= NeuverBand Ensemble für Neue Musik =

Chamber music group in Basel, Switzerland

neuverBand Ensemble für Neue Musik is a 10-member chamber ensemble based in Basel, Switzerland and dedicated to the performance of contemporary music. The ensemble was founded in 2012 by then students in the New Music Performance Master's programme at the Basel Hochschule für Musik.
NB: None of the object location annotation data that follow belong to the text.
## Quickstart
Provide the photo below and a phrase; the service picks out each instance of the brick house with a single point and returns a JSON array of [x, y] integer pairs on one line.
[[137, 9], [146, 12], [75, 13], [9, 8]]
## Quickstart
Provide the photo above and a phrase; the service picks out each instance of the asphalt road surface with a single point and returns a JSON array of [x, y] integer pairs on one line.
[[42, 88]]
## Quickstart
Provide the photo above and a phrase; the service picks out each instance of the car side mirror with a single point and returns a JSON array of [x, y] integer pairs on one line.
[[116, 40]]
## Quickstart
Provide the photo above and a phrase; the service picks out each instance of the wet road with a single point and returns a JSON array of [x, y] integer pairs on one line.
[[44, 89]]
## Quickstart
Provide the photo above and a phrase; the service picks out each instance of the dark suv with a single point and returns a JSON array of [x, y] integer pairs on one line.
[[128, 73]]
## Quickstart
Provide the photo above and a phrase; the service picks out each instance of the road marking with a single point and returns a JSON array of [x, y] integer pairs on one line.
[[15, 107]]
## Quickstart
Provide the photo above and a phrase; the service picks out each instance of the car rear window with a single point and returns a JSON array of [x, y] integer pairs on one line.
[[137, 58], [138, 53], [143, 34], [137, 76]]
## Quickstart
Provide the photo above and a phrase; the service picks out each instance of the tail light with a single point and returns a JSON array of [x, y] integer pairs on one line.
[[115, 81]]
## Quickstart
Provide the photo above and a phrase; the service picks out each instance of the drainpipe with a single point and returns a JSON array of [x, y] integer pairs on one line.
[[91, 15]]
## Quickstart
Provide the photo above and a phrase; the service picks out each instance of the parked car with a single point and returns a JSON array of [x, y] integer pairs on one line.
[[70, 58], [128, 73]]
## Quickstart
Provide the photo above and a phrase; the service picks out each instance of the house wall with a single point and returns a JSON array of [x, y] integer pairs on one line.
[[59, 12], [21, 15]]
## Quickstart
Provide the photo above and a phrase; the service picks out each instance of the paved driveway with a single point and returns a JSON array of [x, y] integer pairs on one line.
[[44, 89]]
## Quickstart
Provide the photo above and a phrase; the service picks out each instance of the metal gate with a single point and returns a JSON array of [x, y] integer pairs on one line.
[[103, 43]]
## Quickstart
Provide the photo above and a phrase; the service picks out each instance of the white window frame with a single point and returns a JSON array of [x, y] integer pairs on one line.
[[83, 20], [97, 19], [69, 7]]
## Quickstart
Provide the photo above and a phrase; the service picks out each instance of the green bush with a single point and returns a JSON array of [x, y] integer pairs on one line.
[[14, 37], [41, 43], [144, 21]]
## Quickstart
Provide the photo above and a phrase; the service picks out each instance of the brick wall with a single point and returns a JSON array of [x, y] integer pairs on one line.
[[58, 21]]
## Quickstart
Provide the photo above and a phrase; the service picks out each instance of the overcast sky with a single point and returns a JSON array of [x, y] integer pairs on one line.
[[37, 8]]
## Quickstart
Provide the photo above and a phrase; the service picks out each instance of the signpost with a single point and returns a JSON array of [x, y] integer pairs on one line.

Since its creation, the group has commissioned works from dozens of emerging composers, including Yu Kuwabara, Nicolas von Ritter-Zahony, Michele Sanna, Stefan Keller, Bryan Jacobs, Alireza Farhang, William Dougherty, Arturo Corrales, Ashkan Behzadi and Benjamin Attahir, and has presented the Swiss premieres of works by composers such as Salvatore Sciarrino, Franck Bedrossian, Julián Carrillo, Stefano Gervasoni, Gérard Pesson, Klaus Lang, Fabien Lévy, Philippe Leroux, Martin Matalon, Misato Mochizuki, Per Nørgård, Uroš Rojko, Rebecca Saunders and Simon Steen-Andersen.

The ensemble regularly appears at new music festivals in Switzerland, such as Archipel (Geneva), Musikfest Bern, Zeiträume (Basel) and SMC Lausanne, as well as international events such as Koper Biennale (Slovenia), Sound Plasma (Berlin) and ReMusik (Saint Petersburg).